I just remembered this...

I was sort of coerced into attending church on Easter by my aunt. You see, my grandfather who I haven't talked to in like 4 years is a pastor, and my aunt really wanted me to go and see him. So I did. I was terrified. People were dancing around in front of the stage during the music portion of the service. People were clapping horribly arrhythmically along with the songs. During the sermon I became convinced that my grandfather was preaching directly at me, and for the briefest of moments, I was almost swayed to let him pray for me. The awkward part was during the eucharist or communion or whatever protestants call it. Not being a christian anymore I felt no need to take something like eating the body and blood of Jesus Christ lightly, and so I abstained from the communion plate. I think that this may have clued my grandpa into my heathen worldview. After leaving, I could not believe that I had to go to church twice a week for so many years.

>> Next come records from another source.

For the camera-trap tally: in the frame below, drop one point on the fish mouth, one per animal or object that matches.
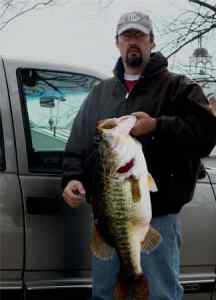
(107, 123)
(126, 168)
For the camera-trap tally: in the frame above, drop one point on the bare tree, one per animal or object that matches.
(191, 25)
(13, 9)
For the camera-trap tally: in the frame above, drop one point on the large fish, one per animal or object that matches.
(122, 209)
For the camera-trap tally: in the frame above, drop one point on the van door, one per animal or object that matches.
(44, 101)
(11, 208)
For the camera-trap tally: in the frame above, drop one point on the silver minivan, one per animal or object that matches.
(44, 244)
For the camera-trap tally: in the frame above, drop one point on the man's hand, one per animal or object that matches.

It is little wonder that I am so hopelessly insane.

2 comments:

Justin Cooley said...

Did you tell your grandpa that it was ishmael the lesson-teaching gorilla that took you from christ? because that would have broken his heart (more).

Anonymous said...

if you're an athiest who goes to church for the sole purpose of eventually getting into the knickers of this born-again christian chick you're into, but it ends up not happening because she's totally no sex before marriage, do you still go to hell? or does god understand these things and chalk it up to youthful exuberance?